Going to one live performance can serendipitously lead to another. I saw a Roger Doyle concert of original compositions inspired by “Finnegan’s Wake” at the James Joyce Center, a restored Georgian townhouse that serves as a museum of Joyce artifacts and as an occasional venue for concerts and plays. My motivation for going was that after several attempts, I cannot make heads or tails of “Finnegan’s Wake.” I thought the concert might give me a clue or two.
After the concert, which left me still completely baffled by the book, I met Ronan Wilmot, who suggested I might like a new play he was directing called “Nora and Jim” that would be at the Joyce Center for two nights only. The one- act play brings to life the relationship between Nora Barnacle and James Joyce from their meeting on Nassau Street, self-imposed exile in Trieste and Paris, to Jim’s death in Zurich. It was mesmerizing. The theatrical culture in Dublin is intellectual but also casual: “Ach, it’s no bother lads, I don’t f$%#@ understand Finnegan’s Wake either.”
Whatever the secret sauce is to have a thriving theater scene, Dublin has most of the elements. Just as Silicon Valley is a hotbed for software and Cambridge/Boston is a center for pharma and biotech research, Dublin is a magnet for actors, playwrights, directors, and producers. Intentional policies to promote this cultural treasure are constantly reviewed. This summer, larger ticket subsidies for young people confined during Covid were funded. This cohort fell out of, or never got into, the habit of theater going. The Dublin City Council has also scheduled events promoting new productions. For those visiting Dublin soon, there is a theater festival planned from Sept. 28 to Oct. 15. (dublintheatrefestival.ie) The biggest challenge for Dublin generally, and her art community specifically, is the lack of affordable housing.
Today’s prosperous, inclusive Ireland, liberated from what Joyce described as “the twin tyrannies” of the British Empire and the orthodoxy of the Catholic Church, might herald the beginning of a theatrical golden age. Many of the past great Irish writers and playwrights were forced to leave the island. Oscar Wilde left for France because homosexuality was illegal in Ireland until the 1990s. Joyce’s “Ulysses” was condemned by the church as pornography, so the Irish government of the time did not even bother to ban it. Unavailable in bookstores; very few Irish people of his generation read it. Brendan Behan, who wrote in Paris and found success in London, once remarked that “the Irish are not my audience, they are my raw material.

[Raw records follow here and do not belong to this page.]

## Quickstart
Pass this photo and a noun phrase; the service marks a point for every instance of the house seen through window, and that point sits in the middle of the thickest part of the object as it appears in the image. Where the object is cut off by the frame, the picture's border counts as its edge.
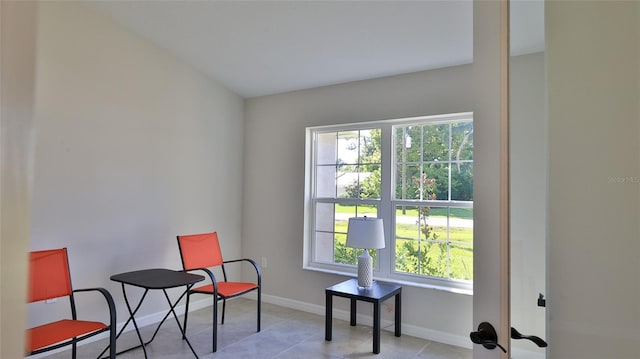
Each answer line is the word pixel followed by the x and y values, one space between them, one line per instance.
pixel 416 174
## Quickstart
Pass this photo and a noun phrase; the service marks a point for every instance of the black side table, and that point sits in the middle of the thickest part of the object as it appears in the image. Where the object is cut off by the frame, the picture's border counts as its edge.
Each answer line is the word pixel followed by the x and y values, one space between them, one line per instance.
pixel 155 279
pixel 375 294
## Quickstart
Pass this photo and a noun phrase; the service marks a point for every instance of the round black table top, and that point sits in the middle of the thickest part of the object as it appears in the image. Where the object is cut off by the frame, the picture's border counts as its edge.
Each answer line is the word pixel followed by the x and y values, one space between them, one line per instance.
pixel 157 278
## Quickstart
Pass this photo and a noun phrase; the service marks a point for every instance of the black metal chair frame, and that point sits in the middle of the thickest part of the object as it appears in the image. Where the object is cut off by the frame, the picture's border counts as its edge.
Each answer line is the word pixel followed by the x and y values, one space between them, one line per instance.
pixel 73 341
pixel 217 296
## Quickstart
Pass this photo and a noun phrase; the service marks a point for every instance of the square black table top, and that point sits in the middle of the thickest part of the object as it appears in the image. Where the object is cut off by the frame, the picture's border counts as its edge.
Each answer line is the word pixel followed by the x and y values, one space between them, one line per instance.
pixel 157 278
pixel 377 291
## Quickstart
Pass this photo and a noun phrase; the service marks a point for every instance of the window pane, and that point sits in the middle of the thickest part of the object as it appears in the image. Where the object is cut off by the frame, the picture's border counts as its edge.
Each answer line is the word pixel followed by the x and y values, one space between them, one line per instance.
pixel 370 146
pixel 434 262
pixel 430 161
pixel 435 145
pixel 324 247
pixel 343 254
pixel 348 147
pixel 324 217
pixel 407 223
pixel 408 139
pixel 407 256
pixel 407 181
pixel 462 181
pixel 369 178
pixel 462 262
pixel 326 182
pixel 462 141
pixel 348 183
pixel 327 148
pixel 436 183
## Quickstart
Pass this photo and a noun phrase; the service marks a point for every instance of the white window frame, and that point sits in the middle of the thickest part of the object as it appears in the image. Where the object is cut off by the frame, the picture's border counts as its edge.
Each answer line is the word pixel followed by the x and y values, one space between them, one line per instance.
pixel 386 204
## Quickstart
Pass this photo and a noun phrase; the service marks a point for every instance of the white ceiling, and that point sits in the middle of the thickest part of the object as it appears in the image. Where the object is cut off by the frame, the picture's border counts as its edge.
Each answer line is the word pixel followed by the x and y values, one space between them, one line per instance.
pixel 257 48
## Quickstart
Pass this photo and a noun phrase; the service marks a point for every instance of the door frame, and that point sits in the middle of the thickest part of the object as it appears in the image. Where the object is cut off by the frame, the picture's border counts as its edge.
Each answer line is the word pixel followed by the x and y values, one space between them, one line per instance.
pixel 491 300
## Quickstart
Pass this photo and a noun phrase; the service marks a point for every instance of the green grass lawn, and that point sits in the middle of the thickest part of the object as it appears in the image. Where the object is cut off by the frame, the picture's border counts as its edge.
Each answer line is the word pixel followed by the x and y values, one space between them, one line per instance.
pixel 463 213
pixel 460 241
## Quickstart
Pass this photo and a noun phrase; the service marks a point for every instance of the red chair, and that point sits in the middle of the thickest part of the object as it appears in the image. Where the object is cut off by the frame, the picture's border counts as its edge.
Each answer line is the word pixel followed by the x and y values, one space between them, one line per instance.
pixel 201 252
pixel 49 278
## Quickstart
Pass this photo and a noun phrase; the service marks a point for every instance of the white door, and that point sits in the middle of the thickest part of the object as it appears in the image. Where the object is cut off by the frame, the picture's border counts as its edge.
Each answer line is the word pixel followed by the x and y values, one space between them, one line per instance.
pixel 491 175
pixel 528 179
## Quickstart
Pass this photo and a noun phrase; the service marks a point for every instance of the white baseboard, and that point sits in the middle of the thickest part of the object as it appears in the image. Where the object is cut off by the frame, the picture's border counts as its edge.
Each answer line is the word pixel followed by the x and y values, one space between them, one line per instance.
pixel 413 330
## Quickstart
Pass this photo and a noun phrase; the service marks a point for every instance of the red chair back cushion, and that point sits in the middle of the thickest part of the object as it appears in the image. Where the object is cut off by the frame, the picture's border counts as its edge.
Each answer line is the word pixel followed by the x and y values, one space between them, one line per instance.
pixel 48 275
pixel 200 250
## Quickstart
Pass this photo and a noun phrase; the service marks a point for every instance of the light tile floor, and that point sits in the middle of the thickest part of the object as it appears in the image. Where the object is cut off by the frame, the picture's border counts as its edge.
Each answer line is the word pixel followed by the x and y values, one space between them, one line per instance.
pixel 286 334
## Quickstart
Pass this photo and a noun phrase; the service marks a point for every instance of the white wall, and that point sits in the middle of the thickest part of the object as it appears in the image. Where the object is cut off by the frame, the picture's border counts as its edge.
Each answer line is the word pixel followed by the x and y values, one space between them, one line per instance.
pixel 133 148
pixel 528 166
pixel 593 65
pixel 17 57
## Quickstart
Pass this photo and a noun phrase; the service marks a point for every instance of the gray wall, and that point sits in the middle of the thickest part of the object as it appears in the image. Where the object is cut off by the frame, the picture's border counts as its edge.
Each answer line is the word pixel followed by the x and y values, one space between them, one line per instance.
pixel 274 185
pixel 594 177
pixel 133 148
pixel 17 57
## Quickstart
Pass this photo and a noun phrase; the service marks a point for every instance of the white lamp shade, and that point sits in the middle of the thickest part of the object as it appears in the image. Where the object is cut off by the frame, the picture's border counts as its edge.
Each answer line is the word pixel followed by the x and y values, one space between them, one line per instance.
pixel 366 233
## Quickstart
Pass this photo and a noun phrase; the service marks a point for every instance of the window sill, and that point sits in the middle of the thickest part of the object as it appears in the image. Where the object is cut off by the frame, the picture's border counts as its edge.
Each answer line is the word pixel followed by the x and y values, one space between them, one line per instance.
pixel 442 288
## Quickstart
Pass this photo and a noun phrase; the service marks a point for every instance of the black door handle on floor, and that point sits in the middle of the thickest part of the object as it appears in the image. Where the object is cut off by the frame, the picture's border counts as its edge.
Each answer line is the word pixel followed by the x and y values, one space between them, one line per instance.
pixel 486 336
pixel 537 340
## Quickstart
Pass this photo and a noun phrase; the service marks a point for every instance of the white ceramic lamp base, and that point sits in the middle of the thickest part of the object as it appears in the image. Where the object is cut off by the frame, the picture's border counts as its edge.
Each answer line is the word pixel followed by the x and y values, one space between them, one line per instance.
pixel 365 269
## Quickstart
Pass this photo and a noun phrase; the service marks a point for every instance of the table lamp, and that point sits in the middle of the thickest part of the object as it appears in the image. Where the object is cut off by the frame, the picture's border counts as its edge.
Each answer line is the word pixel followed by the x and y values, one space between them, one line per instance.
pixel 365 233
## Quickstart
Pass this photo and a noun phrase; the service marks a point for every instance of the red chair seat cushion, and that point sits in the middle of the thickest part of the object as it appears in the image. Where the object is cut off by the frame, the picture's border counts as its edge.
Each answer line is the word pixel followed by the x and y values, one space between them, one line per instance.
pixel 52 333
pixel 228 289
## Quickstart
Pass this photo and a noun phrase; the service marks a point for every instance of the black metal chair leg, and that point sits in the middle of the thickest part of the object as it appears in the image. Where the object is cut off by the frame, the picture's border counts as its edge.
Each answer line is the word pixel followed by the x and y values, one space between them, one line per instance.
pixel 215 324
pixel 259 300
pixel 224 306
pixel 186 313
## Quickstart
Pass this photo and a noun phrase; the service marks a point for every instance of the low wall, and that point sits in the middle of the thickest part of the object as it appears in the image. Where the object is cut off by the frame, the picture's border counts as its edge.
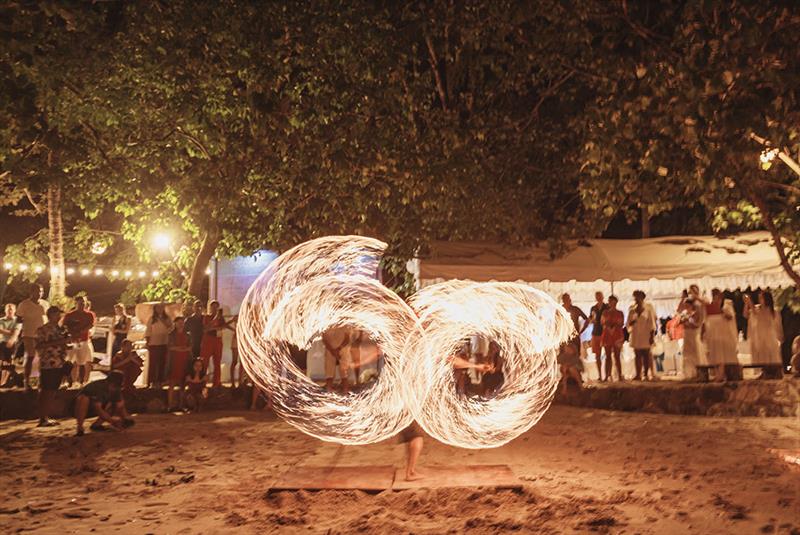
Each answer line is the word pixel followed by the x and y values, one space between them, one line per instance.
pixel 21 405
pixel 741 398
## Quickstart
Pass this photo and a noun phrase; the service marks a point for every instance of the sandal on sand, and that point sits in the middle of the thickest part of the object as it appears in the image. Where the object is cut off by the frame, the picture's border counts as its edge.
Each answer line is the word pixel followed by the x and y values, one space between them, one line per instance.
pixel 47 423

The bottom line is that going to the theater in Dublin is fun. You can wear jeans and sneakers and will usually have a friendly chat or two with fellow audience members. As WB Yeats famously observed: “There are no strangers here; only friends you haven’t yet met.”
On a personal note, we traveled to the USA this summer to meet our new grandson, Theo Kirk Hilgart, and his older brother Luka in California. At right, Luka shows his BostonIrish colors.
Recent news out of Dublin
The Notre Dame / Navy Game took place in Dublin’s Aviva Stadium on Aug. 26th. Forty thousand American fans, including many US political leaders, made the pilgrimage to Dublin. Midshipmen and Marines came ashore from the USS Mesa Verde to join the festivities. Dame Street was renamed “Notre Dame Street” for the day and the city center was packed like Paddy’s Day in August.
The event generated at least 150 million euros in tourism trade for Ireland. Boston’s own Jim O’Brien, who sadly passed away earlier this year, would be proud. His vision and energy created the Emerald Isle Classic first played in 1988 when Boston College defeated Army. May Jim’s legacy long endure!